Due to the dynamic nature of the electronic gaming industry, there are many serious specific concerns that an acquirer should be aware of when considering an acquisition. The following are specific potential issues that must be considered during the due diligence review.

Corporate structure and shareholder rights

Many e-gaming companies begin as small independent studios that struggle to obtain financing. These startups must look to all possible avenues for funding including friends, family, angel investors and the founders themselves. Through a combination of debt and equity financing, this process can create complex corporate and share structures that may carry a variety of security holder rights that could undermine the profitability of the acquisition or thwart the transaction in its entirety. Some of these possible rights include veto rights, redemption rights, pre-emptive rights and the forced conversion of convertible securities. It’s important to understand what rights are available to which security holders in order to ensure a successful business acquisition in the e-gaming industry.

Material contracts

Due to the dynamic and competitive nature of the industry, e-gaming companies tend to have multiple streams of revenue that are consistently evolving. A 2019 Ernst and Young survey found that 68 per cent of video gaming executives thought that “slower growth of new gamers will cause the industry to seek new ways of earning revenues.” For example, revenue streams can include agreements with publishers, consumer subscription agreements, in-game micro-transactions and in-game advertising as well as traditional brick and mortar retailers. Proper due diligence needs to be carried out to not only understand the target’s business model but to ensure that key revenue securing contracts are legally protected in the case of a change of control transaction.

E-gaming companies are dependent on an infrastructure of information technology (IT) support structures. This IT consists of hardware, software and cybersecurity services that are essential to the business’s operations. The licensing and service agreements that secure this IT must be reviewed to ensure that the suppliers will not have rights in the case of a change of control that are detrimental to the acquirer, such as terminating the agreement altogether.

A thorough due diligence review is also integral to ensuring that the acquirer obtains all intended intellectual property rights.
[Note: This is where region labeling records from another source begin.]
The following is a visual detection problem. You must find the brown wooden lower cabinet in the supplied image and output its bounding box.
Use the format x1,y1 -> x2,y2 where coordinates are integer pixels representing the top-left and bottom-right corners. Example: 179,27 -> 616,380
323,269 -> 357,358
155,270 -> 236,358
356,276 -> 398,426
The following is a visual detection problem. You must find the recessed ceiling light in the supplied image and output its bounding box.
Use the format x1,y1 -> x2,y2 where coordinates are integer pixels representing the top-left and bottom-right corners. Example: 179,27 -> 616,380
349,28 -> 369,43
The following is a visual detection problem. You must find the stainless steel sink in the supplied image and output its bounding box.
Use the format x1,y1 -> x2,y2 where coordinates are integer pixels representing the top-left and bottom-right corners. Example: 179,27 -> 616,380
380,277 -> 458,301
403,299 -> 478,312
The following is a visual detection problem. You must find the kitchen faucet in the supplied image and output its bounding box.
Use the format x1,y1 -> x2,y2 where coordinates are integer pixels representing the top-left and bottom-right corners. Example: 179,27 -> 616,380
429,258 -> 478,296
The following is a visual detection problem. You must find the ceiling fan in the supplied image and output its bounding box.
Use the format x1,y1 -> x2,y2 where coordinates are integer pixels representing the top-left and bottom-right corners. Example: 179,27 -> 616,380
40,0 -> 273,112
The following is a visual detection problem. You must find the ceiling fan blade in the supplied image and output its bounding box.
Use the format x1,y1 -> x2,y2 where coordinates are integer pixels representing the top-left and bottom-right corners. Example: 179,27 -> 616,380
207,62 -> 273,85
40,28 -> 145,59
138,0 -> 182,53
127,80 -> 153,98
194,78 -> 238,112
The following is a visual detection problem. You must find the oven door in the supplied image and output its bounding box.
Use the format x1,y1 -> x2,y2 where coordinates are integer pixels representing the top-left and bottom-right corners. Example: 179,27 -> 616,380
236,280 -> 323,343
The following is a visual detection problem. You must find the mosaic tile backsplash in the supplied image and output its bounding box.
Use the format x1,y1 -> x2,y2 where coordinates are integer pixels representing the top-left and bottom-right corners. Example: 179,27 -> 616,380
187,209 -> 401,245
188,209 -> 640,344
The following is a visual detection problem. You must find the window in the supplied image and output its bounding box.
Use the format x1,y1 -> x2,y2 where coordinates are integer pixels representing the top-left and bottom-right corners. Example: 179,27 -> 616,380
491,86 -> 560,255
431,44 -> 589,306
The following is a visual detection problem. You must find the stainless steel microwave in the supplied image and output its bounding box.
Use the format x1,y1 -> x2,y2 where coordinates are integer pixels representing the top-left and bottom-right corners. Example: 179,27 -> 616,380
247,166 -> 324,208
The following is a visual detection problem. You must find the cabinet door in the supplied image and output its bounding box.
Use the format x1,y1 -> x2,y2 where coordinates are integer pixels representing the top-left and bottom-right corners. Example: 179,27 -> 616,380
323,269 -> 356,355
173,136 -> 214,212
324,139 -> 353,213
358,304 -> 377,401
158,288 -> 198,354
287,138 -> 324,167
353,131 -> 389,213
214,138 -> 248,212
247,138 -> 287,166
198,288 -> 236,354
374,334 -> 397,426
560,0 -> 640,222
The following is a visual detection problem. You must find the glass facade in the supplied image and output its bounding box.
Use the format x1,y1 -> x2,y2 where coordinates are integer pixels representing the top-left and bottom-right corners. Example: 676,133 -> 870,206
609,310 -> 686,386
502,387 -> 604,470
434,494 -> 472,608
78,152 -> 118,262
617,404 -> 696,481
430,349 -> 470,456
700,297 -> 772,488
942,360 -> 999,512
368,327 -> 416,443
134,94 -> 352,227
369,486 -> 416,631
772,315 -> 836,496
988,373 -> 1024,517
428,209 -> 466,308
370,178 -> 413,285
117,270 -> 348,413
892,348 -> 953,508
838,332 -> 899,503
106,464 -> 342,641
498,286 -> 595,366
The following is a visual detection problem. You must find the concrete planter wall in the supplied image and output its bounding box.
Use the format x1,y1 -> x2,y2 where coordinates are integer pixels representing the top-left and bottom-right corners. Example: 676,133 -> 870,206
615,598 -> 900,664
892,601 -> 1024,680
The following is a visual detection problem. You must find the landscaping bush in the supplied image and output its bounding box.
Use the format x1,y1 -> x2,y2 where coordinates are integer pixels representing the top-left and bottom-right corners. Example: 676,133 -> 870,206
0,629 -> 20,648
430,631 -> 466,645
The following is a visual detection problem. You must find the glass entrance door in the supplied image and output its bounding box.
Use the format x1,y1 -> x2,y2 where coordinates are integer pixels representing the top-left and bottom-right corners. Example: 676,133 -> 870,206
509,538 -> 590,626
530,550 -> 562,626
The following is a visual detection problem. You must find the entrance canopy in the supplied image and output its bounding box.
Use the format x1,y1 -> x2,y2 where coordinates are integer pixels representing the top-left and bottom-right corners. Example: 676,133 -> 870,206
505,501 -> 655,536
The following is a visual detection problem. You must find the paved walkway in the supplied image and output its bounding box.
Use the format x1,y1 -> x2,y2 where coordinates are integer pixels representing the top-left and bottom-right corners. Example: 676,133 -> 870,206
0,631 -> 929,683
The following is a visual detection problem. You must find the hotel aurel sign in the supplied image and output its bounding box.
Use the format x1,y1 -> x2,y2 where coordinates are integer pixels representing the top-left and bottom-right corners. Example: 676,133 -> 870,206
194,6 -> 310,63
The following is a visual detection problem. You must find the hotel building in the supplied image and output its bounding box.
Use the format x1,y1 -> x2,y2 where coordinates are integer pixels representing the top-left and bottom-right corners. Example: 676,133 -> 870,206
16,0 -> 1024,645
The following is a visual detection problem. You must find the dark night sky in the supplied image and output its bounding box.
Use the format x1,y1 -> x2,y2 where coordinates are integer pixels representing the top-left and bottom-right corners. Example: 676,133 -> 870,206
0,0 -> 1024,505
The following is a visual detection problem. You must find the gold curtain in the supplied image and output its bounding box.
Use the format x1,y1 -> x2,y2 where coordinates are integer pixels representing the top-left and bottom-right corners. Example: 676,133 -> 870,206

In the gaming industry these rights can include: trademarks for valuable brands; copyrights for computer code and visuals; and patents to protect inventions.

There is a currently a shortage of talent in the gaming industry. The Ernst and Young survey cited above found that not only did the surveyed e-gaming executives rank talent recruitment as the biggest driver of M&A activity in the industry, but 52 per cent believed that the talent shortage was expected to increase over the next five years. This means acquirers must be diligent in ensuring key employees cannot simply leave or set up a competing company after the acquisition. This requires an understanding of whether the talent is legally considered employees or contractors, which can be a blurry line due to the culture of e-gaming studios, and a review of the relevant employment or service agreements.

Liability concerns

There is an array of specific liability concerns that an acquirer needs to be aware of when buying an e-gaming company. During an equity-based acquisition (a share transaction), acquirers can become liable for the prior actions of the target.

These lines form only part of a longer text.